Mr. Riley has projected that the state will have a nearly $700 million shortfall for fiscal 2004. The state budget for the current fiscal year is $17.1 billion.
Cuts Ahead
Ed Richardson, the state schools superintendent, predicted that the state will see cuts to precollegiate education this school year and well into the future. The current state K-12 budget is $3.02 billion.
“About $100 million will have to be cut out of the budget this year,” Mr. Richardson said of the fiscal year that begins next month. “We’re looking at textbooks and teacher supplies.” He added: “We’re looking at about a $300 million cut in K-12 next year.”
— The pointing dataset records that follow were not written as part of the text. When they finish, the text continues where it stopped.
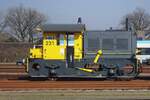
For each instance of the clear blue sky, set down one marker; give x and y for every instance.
(96, 14)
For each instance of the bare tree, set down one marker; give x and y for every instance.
(2, 22)
(139, 19)
(22, 21)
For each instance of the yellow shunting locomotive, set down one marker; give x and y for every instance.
(68, 50)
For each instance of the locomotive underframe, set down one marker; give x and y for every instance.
(108, 67)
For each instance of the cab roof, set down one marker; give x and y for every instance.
(63, 27)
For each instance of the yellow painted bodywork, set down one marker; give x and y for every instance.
(36, 53)
(78, 46)
(99, 53)
(51, 49)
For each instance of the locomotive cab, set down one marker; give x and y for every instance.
(61, 43)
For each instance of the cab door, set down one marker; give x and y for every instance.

Mr. Richardson said that cut would result in layoffs of more than 4,000 teachers and 2,000 support workers. He also said the state would have to trim back its reading initiative, which now reaches 450 schools, to about 120 schools.
Some of the governor’s proposed accountability measures had been welcome news to Mr. Giles of the state chapter of the Christian Coalition, but he wasn’t persuaded that schools needed more money.
“We have blown our [administrative costs] way out of proportion, and are diverting resources away from the children, away from the classroom, and into some jobs program,” he contended.
Gov. Riley, however, and the many education and business leaders who backed his plan, had argued that the tax package’s combination of more accountability and more money, carefully targeted, would have made a big difference to public schools.
To see cuts will be hard for schools, said Mr. Richardson. “I have asked our schools to meet very high academic standards, to improve student achievement,” he said. “You would hope that effort would be rewarded, and instead they’re just being penalized.”